Order What Effort Justification
1 sec-10, sec-12 1 hour each Cheap hardening, no design debate
2 sec-03 deprecation warning + argv-zero half day Step 1 of two-step token-flag deprecation
3 sec-09 doc update 30 min Set correct expectation about the guard
4 sec-13 + permission policy entry 1 day Put decision in permissions set flow
5 sec-14 validate-only-new 2 hours Defensive UX
6 sec-16 SRI / sec-17 doc / sec-18 path-prefer 2 hours each Belt-and-suspenders

If we ship them, version bumps land naturally: 1+2 in 0.30.6, 3+4 in 0.31.0 (deprecation removal of --token and policy entry are both API changes), 5+6 as we have time.

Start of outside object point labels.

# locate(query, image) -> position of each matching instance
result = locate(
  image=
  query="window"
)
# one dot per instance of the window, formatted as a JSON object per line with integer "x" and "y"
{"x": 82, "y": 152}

Or a single "security audit follow-ups" PR that does 1, 3, 5, 6 in one go and leaves 2+4 as separate design issues.

Audit artifacts

Original findings doc: /tmp/kbagent-audit/issues.md (kept locally; stale finding numbers preserved here).

State machine context: /tmp/kbagent-audit/state-machine.md documents find_sync_workspace, cleanup_branch_id_from_mapping, _resolve_branch_id, apply_firewall_flags — see if implementing any of the above touches those.